と考えてラエルは口を閉ざす。用がなくなったので勇者はさっさと何処かへ行け。
「ラエルお嬢様、お体は大丈夫でしょうか?本来ならすぐに参上して……いえ、あの後、看病を付きっきりでするべきなのですが、こう仕事が忙しく馳せ参じることが出来ず、誠に申し訳なく」
礼拝堂から出ていこうとした勇者を見ると物凄く驚いた様子でこちらを見ている。
「あの、お嬢様というのはちょっと……」
ラエルがそうやんわり抗議すると、ルヴィは勇者を追い払いつつ返答する。
「何をおっしゃいますか」
私を海よりも広い御心で許してくださったお嬢様に対して……とか適当な事を述べ始める。
そして、よよよ……と目頭を押さえる。
揶揄われているんだろうな。むっとしたが堪えてラエルはルヴィを見る。
海より広いとか適当な事を言ってるのがその証拠だろう。
「ルヴィ……殿、あまりラエルを困らせないで頂きたいのですが」
リュクスがそんな事を言ってルヴィに苦言を呈していると、勇者と入れ替わりに隊の皆が礼拝堂に入ってきた。
「はいはい、リュクス隊の皆さん!わ……リュクス殿は先日、皆さんは本日、儀式により邪神とか変わりがないヒトであることが証明されました」
拍手!わーとルヴィが一人で盛り上がってる。
皆、他国のおえらいさんの軽い様子にどう反応していいかわからず、困惑している。
「まぁ、この後すぐに邪神からの干渉によって、敵になる可能性がないわけでもないのですが……そればっかりは仕方ありませんからね。いやはや困ったものです」
こんな儀式に魔力やらを使うくらいなら、パァっと敵に向かって攻撃魔術を撃って殲滅したいんですけどねぇ……
とルヴィが言っている。過激派では?
「それはさておき、神々への祈りを欠かさなければ邪神も付け入る隙が減るのです。気が向いたらでいいので祈ってくださいね」
サニア神や他の神々……ペッタポッタ君なら森の神ですね。とルヴィがにこにこしながら話している。
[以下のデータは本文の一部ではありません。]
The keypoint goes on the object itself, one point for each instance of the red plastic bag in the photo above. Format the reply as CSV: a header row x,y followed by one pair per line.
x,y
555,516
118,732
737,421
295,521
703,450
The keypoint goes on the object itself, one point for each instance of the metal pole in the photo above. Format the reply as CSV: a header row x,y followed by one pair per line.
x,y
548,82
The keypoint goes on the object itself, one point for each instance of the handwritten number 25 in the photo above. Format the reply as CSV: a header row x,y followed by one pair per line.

神々への信仰力が高ければ邪神の干渉もやりにくくなると説明している。
ラエルは普段からちゃんとお祈りを……と思ったが、最近はあまり出来てない。
気合を入れ直しておく。
「ではでは皆さん、私は後始末やらがあるのでささ、外に出てください」
にこやかに手を振るルヴィに背を向けリュクス隊は礼拝堂を後にする。
「儀式……いや、それよりも。あの方の相手は疲れただろう。今日の活動はこれで終了だ。皆は明日に備えて休んでくれ」
そんなリュクスの合図で感じで解散となった。つかれた。